Why SNF-at-Home Programs Could Provide a Path Forward for Traditional Nursing Home Operators

Even before the pandemic, executives at onehome saw opportunity in developing a robust rehab program that could provide a skilled nursing facility level of care at home.

The Miramar, Fla.-based home health provider and convener partners primarily with managed Medicare insurers, with limited traditional fee-for-service Medicare or Medicaid business lines; instead, onehome opts for risk-sharing agreements with Medicare Advantage plans.

That strategy lent itself perfectly to the idea of SNF-at-home services, onehome president Dr. Joseph Mayer told SNN: Instead of seeing itself as simply a home health provider that looks to collect fees for providing services, the company has instead tried to position itself as more of a whole-health management service.


While patients and their families have increasingly demanded at-home options instead of institutional post-acute care, significant hurdles have always impeded progress — there may not be a regular caregiver available at home, Mayer noted, or traditional home health providers in the area might not offer the same therapy intensity as a traditional SNF.

“What we realized is that if we were able to solve for some of those problems, we could take those patients directly home,” Mayer said. “And then COVID obviously lit a fire under that, and made it just even more urgent.”

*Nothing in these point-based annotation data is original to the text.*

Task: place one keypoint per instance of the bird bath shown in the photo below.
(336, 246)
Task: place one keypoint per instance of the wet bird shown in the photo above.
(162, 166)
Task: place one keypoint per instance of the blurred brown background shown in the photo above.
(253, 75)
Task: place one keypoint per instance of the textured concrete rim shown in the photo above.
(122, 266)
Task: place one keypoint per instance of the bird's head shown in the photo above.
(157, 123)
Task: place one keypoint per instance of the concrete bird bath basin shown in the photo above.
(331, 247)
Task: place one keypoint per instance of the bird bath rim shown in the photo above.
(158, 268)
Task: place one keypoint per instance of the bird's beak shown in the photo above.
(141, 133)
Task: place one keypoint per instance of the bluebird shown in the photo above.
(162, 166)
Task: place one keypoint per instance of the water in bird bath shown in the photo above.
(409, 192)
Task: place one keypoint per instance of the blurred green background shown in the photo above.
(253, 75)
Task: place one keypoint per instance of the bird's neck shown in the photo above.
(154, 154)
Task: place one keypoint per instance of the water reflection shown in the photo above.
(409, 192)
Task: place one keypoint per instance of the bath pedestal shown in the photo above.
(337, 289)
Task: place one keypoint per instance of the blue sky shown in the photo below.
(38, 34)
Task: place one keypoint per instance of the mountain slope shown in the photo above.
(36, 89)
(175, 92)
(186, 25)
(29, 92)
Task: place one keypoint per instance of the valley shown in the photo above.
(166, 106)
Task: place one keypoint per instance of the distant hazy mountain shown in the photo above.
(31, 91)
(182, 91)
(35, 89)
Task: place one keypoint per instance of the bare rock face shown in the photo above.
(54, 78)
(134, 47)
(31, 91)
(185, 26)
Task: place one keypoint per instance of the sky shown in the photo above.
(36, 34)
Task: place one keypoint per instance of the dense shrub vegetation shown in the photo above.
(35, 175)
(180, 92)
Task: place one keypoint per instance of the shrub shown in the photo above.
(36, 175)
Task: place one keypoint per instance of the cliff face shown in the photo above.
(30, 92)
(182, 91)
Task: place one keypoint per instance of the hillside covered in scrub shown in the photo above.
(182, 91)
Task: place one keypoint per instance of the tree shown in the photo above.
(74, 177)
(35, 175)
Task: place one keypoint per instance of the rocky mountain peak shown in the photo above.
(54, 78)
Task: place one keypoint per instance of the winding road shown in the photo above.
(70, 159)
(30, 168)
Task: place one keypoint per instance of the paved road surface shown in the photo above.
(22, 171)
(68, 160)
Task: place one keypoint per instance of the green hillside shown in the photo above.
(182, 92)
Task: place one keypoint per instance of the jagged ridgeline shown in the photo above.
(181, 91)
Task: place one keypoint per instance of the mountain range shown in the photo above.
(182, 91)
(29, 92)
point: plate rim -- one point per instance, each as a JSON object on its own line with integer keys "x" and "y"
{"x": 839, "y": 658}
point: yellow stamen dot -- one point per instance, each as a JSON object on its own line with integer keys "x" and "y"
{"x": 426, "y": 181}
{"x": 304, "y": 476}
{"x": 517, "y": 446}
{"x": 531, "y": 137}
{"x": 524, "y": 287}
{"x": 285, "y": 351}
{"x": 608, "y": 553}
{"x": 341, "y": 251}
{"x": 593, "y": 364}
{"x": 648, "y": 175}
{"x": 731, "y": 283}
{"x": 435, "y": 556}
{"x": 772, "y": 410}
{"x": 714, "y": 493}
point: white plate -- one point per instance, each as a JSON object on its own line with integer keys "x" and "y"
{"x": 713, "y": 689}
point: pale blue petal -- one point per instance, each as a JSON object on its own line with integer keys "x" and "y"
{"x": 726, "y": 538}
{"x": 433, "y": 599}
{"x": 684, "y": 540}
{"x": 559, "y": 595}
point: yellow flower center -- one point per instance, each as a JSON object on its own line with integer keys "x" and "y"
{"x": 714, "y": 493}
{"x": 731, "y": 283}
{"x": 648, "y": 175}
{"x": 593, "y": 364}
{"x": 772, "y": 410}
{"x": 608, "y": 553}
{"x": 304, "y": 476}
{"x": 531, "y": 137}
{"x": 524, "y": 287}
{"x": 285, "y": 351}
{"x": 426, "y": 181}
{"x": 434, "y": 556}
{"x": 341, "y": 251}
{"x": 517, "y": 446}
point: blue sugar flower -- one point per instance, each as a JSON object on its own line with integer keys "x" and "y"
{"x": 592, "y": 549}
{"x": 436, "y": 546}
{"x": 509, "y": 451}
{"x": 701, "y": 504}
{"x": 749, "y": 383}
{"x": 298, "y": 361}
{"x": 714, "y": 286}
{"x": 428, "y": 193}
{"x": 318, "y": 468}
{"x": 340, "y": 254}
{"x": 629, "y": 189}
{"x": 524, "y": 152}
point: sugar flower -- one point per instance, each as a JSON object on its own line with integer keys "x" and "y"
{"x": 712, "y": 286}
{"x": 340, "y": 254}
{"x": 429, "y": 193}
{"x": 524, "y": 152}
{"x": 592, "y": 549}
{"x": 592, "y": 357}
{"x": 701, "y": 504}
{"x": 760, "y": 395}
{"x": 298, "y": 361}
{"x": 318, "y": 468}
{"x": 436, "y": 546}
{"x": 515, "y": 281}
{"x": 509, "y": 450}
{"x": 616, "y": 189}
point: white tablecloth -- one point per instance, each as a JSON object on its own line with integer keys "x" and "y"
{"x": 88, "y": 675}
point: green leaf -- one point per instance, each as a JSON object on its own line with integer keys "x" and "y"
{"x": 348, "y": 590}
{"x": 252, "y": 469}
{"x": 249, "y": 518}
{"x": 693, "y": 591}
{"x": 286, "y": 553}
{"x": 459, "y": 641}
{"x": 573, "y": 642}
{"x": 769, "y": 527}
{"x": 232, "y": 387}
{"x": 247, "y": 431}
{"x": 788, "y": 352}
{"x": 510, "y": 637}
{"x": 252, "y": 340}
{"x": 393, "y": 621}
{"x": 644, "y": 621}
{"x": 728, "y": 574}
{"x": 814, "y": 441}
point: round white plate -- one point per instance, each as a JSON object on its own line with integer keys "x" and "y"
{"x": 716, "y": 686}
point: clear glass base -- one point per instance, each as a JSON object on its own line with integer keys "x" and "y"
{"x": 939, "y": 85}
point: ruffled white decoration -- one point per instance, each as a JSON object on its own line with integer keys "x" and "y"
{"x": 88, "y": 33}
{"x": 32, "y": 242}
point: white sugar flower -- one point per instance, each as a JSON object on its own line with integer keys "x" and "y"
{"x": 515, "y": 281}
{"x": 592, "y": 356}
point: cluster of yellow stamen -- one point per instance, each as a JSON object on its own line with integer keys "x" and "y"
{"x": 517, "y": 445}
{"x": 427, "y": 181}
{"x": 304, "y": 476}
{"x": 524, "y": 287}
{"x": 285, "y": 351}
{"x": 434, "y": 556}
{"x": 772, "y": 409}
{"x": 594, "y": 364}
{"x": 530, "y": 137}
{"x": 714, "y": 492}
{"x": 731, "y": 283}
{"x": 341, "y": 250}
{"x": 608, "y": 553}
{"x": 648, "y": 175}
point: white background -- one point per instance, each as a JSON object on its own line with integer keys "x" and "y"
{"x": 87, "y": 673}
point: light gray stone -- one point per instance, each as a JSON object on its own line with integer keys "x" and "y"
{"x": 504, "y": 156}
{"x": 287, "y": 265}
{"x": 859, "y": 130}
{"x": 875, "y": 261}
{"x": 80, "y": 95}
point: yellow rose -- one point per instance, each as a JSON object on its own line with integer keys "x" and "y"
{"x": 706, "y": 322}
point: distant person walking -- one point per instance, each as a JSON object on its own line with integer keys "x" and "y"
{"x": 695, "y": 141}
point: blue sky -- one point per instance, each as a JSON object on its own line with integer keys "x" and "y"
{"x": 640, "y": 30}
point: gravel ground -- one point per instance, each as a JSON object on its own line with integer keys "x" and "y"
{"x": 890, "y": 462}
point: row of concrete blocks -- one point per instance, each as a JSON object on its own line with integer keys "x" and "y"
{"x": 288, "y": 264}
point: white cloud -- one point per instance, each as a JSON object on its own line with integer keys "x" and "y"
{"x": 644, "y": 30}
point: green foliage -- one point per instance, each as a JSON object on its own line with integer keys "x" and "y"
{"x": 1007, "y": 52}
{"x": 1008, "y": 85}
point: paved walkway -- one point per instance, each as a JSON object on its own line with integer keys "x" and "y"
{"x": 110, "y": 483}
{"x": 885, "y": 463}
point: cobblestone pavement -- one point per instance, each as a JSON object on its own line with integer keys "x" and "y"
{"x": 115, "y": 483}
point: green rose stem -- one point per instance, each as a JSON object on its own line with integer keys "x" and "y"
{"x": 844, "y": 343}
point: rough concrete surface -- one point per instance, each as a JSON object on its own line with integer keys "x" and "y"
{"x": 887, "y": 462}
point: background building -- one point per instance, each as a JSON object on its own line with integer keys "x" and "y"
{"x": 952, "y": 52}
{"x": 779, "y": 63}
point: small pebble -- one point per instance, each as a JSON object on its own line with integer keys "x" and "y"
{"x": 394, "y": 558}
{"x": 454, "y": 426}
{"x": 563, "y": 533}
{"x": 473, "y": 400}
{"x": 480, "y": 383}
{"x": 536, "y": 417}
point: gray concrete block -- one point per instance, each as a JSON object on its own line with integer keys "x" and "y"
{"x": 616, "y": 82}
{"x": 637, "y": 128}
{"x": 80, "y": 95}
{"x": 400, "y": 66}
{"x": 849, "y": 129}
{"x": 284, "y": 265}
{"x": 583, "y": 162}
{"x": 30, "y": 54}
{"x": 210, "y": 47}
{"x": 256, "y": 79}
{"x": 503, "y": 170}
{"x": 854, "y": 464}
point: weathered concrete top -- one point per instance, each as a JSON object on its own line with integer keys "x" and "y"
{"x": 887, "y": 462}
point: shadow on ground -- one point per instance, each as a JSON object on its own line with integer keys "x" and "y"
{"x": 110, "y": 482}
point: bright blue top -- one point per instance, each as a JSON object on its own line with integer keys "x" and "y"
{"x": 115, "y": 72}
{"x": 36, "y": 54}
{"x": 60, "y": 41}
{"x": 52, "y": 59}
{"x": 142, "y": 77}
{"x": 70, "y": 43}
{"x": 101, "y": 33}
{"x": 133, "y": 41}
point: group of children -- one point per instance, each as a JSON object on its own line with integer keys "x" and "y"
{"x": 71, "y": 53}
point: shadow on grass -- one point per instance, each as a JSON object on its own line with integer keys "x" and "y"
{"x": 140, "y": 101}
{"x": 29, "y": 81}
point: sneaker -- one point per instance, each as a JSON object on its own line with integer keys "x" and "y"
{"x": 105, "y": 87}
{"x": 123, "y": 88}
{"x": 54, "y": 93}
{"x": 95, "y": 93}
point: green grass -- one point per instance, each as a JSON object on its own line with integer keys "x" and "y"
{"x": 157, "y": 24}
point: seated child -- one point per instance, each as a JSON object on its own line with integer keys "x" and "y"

SNF at home isn’t as simple as rolling out an existing home health product into the post-acute space, however. The onehome program provides up to two hours per day of physical therapy and three hours per day of skilled nursing care in some cases, vice president of home health operations Jennifer Southwell said, along with home health aides that perform more familiar tasks such as bathing, dressing, and meal preparation.


“We really try to mirror, as much as possible, in the home what they would receive on that SNF level,” Southwell said.

The home setting even could have post-acute advantages over traditional SNFs. Southwell noted that many rehab facilities offer full-scale simulations of bedrooms, kitchens, and cars to help patients prepare for a return to their daily lives. But at home, therapists can work with patients on navigating their actual beds, vehicles, and living spaces, and offer real-world training on how to avoid falls.

“There are a couple of things that I feel — I’m an occupational therapist by trade — like we do even better than SNFs,” she said.

Though operators of traditional SNFs might immediately see a service like onehome’s SNF-at-home program as a threat, Mayer and Southwell pointed to significant opportunities for the two care settings to collaborate. Providing higher-level rehab services in the home doesn’t necessarily need to mean replacing SNFs entirely — it could allow, for instance, a shorter length of institutional stay and a smoother transition from the hospital to normal life, Southwell said.

As the post-pandemic efforts to move more older and disabled Americans out of institutions and into the community gain steam, partnering with high-caliber home health providers may also provide a key strategy for traditional nursing home operators struggling to remain relevant in a changing marketplace.

The year began with an analysis showing that home health providers had achieved 109% of their 2019 patient volume by last fall, compared to just 83% of prior-year referrals for SNFs. That number was in line with various home health industry projections that 10% to 15% of post-acute patients, even prior to the pandemic, could safely receive care either at home or in an institution.

“I think the number is bigger than we think,” Mayer said of the diversion potential. “And things like remote patient monitoring, telehealth are only making that even more, in my opinion, likely — that we will be able to chip away at that number.”

Like many other post-acute and long-term care observers, Mayer asserted that there will always be a place for some type of institutional skilled nursing services in the future. But joining forces with a SNF-at-home option could give a nursing home provider the edge when dealing with Medicare Advantage plans, which are eating up an increasing share of the typical SNF’s revenues in many markets.

This has typically been seen as an existential threat within the nursing home world, given the significantly lower per-day rates that managed care plans pay for post-acute services. But operators may not have a choice: MA could account for more than half of all Medicare enrollment by 2025, according to a projection cited by ATI Advisory founder Anne Tumlinson during a presentation last week, rising to 64% by 2028.

“If your organization does not have a Medicare Advantage strategy that goes beyond just arguing over contracts, you need one,” Tumlinson said of skilled nursing providers.

SNF-at-home provides a logical area where operators on both sides of the institutional-home health divide can strike novel risk-sharing agreements with MA plans, Mayer noted. Not only could the two parties pitch the collaboration as a way to reduce institutional length of stay while potentially improving the journey home, they could also cite the ability for the SNF to readmit directly from home health if a patient requires more intensive services — bypassing the hospital and reducing the overall episodic cost.

“The nursing home universe is probably contracting a little bit with COVID, because not everybody is going to make it through once the government incentive payments dry up,” Mayer said. “It will make it easier to partner, because the more well-run and the more clinically-minded skilled nursing facilities will remain.”

And it’s not just a matter of financial strategy: It’s about meeting consumer demands and potentially providing better care.

“It’s not about driving volume; it’s about matching the patient to the right site of care,” he said.